Cette étude fait suite à un précédent article, intitulé « L’innascibilité et les relations du Père, sous le signe de sa primauté, dans la théologie trinitaire de Bonaventure » (RT 106 [2006], p. 531-563). L’articulation entre la procession et la relation est plus subtile chez Thomas que chez Bonaventure, car l’Aquinate parvient à éviter une solution univoque. Là où le maître franciscain optait pour une subordination de la relation à l’égard de l’émanation, le dominicain donne une priorité à la relation en tant qu’elle subsiste, tout en soulignant que la relation en tant que rapport se fonde bien sur la procession. Ce tour de force spéculatif aboutit à une théologie du Père originale, soustraite au modèle dominant de l’émanation. Dès lors, le Père n’est plus caractérisé de façon prioritaire par sa simple primauté ou son innascibilité, mais par sa relation constitutive au Fils.
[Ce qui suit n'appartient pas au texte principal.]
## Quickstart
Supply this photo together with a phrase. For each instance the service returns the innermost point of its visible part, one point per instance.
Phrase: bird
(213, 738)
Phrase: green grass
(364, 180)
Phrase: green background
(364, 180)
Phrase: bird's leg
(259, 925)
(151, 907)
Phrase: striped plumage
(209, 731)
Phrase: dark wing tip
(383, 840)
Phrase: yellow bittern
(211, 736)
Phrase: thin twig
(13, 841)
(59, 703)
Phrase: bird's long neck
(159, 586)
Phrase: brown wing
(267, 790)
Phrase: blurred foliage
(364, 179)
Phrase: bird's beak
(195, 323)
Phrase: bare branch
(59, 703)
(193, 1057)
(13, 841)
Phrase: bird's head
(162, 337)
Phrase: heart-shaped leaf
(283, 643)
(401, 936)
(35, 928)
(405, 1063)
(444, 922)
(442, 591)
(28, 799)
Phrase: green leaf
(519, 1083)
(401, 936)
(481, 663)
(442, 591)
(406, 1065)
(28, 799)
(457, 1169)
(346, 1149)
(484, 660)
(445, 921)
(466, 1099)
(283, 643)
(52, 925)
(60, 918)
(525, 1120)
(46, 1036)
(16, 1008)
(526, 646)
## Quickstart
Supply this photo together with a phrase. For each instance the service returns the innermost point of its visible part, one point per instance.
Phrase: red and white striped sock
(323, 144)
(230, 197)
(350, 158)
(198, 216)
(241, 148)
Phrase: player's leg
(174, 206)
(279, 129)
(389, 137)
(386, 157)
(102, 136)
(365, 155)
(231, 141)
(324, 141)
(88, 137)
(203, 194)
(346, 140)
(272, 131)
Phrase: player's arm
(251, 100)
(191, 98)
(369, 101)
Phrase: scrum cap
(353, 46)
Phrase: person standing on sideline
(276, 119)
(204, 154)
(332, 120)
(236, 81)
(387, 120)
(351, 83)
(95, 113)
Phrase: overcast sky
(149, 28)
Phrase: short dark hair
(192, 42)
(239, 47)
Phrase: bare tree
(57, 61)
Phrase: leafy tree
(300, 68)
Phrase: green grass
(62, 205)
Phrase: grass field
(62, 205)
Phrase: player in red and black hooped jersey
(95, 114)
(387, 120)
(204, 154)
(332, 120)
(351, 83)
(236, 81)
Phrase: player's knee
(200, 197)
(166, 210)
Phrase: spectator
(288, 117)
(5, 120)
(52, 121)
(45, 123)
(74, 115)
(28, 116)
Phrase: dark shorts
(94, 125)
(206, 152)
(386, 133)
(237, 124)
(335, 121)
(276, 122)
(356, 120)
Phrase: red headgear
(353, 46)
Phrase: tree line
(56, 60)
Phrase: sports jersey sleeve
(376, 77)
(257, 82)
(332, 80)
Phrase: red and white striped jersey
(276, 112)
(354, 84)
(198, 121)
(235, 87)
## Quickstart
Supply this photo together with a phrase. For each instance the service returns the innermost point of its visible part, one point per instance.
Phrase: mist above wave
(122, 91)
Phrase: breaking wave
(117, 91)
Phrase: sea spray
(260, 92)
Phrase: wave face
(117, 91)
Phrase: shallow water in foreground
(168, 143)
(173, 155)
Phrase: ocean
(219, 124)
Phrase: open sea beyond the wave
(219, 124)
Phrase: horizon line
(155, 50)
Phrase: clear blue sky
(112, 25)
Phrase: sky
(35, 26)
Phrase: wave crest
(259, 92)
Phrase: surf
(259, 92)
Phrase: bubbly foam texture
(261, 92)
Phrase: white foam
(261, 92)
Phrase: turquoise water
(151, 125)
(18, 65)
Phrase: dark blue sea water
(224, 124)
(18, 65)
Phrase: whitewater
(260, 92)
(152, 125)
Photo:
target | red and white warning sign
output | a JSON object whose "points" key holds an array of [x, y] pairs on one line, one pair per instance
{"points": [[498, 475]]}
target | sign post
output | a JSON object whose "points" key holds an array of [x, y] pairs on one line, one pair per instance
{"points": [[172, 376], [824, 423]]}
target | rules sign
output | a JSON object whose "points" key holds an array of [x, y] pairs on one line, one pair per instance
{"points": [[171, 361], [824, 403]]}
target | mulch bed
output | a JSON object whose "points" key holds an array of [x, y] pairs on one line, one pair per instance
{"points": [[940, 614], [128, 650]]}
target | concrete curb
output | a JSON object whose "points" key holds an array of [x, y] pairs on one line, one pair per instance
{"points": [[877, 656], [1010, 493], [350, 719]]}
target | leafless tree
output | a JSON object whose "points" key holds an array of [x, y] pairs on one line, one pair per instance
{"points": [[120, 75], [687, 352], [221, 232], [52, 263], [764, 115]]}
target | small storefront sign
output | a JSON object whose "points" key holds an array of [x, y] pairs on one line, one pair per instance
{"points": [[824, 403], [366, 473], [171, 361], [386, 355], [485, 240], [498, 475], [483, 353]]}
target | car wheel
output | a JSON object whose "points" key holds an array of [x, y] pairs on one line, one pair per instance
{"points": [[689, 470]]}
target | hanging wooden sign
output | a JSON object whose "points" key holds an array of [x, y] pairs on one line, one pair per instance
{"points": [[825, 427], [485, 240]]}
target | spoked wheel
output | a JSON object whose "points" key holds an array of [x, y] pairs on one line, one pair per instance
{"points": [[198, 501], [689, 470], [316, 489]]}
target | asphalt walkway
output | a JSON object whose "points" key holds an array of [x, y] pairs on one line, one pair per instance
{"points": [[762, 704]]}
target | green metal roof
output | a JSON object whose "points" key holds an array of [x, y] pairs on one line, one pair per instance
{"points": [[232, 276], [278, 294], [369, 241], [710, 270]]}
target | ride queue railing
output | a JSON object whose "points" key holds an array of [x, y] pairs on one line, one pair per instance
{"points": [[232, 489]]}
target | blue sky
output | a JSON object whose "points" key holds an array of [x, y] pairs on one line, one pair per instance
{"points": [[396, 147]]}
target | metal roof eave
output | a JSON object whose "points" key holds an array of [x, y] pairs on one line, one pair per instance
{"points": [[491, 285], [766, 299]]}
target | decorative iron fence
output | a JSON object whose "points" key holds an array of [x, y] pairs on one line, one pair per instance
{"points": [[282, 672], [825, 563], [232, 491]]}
Selon cette conception relationnelle de la personne du Père, la génération du Fils et la procession de l’Esprit expriment adéquatement la fécondité et la plénitude de leur paternelle origine.
L’objectif de la présente étude est de mettre en regard, sur des points précis de convergence ou de divergence, la théologie trinitaire de Thomas d’Aquin et celle de Bonaventure. Le premier temps de l’exposé, sur la Trinité selon l’Aquinate, ne vise donc pas à produire une synthèse complète, mais seulement à dégager certaines spécificités du geste thomasien en matière trinitaire. L’attention se portera donc en premier lieu sur la complémentarité entre procession et relation. Thomas ménage en effet une priorité réciproque entre ces deux concepts lorsqu’il les emploie pour donner une certaine intelligence des personnes divines. Après avoir observé comment Bonaventure opte pour une subordination de la relation à l’émanation, il est tout indiqué de considérer l’articulation thomasienne entre procession et relation, qui souligne plutôt, à l’inverse, l’irréductibilité de la relation par rapport à la procession. Au besoin, nous reviendrons sur certains aspects de la triadologie bonaventurienne pour préciser les convergences et les divergences.
Dans un second temps, la présente étude évaluera les options thomasiennes sur les propriétés de la première hypostase. Les choix antérieurs prennent alors sens, et la divergence avec Bonaventure sur la conception du Père dans la Trinité se révèle féconde et inspirante pour une réflexionà nouveaux frais.